FRANK ELGAR, LE REGARD D’UN CRITIQUE D’ART

Publié par Drouot

BILAN 2020

La rencontre avec Fernand Léger donna naissance à une longue amitié. Frank Elgar (1899-1978) fut aussi l’auteur d’ouvrages sur Picasso, Miro et bien d’autres. Cette collection est le reflet de cette histoire d’amitié.

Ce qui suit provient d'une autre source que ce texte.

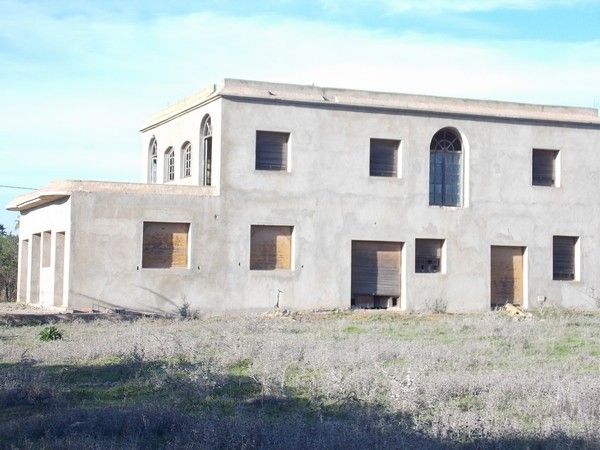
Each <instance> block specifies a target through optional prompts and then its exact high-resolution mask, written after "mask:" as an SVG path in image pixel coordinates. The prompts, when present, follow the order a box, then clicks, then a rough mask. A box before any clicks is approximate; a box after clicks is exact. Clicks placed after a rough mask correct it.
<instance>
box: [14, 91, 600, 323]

Roger Lesbats naît à Blaye en Gironde, lorsque le XIXe siècle s’achève, le 20 juillet 1899. Il se destine tout d’abord à une carrière de journaliste, rejoignant la rédaction du journal Le Populaire de Nantes participant à la revue Nantes le soir. ll collabore ensuite à l’hebdomadaire Carrefour, et devient le critique d’art du Parisien libéré. Reconnu après la Libération sous le pseudonyme de Frank Elgar, il assiste à la montée de l’art abstrait, ainsi que le relate l’obituaire du Monde à son décès en juin 1978 : il défendait « d’une plume compétente et sensible les artistes avancés de l’époque : Tal Coat, Pignon, Poliakoff... », ce qui ne l’empêchait pas « dans ses pages hebdomadaires de mener de retentissantes polémiques contre ce qu’il considérait être l’anarchie en peinture ». Il écrit pour les éditions Hazan des ouvrages sur Picasso, Braque, Miró et Léger, rédigeant aussi des notices pour le Dictionnaire des peintres. Si on ne peut dater précisément sa rencontre avec Fernand Léger auquel il vouait une profonde admiration, on peut la situer dans l’immédiat après-guerre ; en effet, le portrait de son épouse Marguerite, daté 1949, lui est offert et dédicacé. Figurant de cette vente il fut adjugé 332 800 €.
L’artiste reprend le procédé utilisé deux ans auparavant pour le Portrait de Paul Éluard, le visage dessiné d’un trait de pinceau noir devant un fond de lignes colorées. Une amitié admirative qui le pousse à défendre la peinture de « ce primitif des Temps modernes [...] Nul n’a mieux su voir que Léger la place éminente de la couleur dans le monde d’aujourd’hui. » Une autre oeuvre majeure de son ami entre dans sa collection : une Nature morte aux trois fruits de 1939, emportée dans cette vente contre 844 800 €. On y retrouve la quintessence de l’art de Léger : concilier en un même espace l’harmonie « des couleurs, des rythmes, des pleins et des vides, grâce encore aux lignes qu’il faufile à travers la composition et dont il ourle les bords ». Figure aussi dans sa collection, un témoin de l’intérêt de l’artiste pour un nouveau médium, la Composition en bleu et rouge, vers 1950, céramique glaçurée, portant le cachet « F. Léger Biot » au dos, avec un envoi « À Elgar amicalement », obtenait l’enchère de 17 920 €. D’autres artistes sont entrés dans son univers personnel comme Baltasar Lobo (1910-1993), représenté par Jeune femme ou Contemplation, qu’un amateur emportait à 21 760 €. Espagnol, républicain des premières heures, il est interné en 1939 au camp d’Argelès. Ayant pu s’enfuir, il débarque à Paris, muni d’une recommandation de Picasso ; avec un tel sésame, il entre dans le cercle de Laurens et de Miro, pratiquant une sculpture à la limité de l’abstraction, les formes arrondies réduites à l’essentiel. Un dessin plein d’humour et de charme du maître catalan orne la page de garde, avec la précision que « cet exemplaire a été imprimé spécialement pour Frank Elgar » de son Étude de l’œuvre de Pablo Picasso, parue chez Hazanen 1955. Toujours une histoire d’amitié.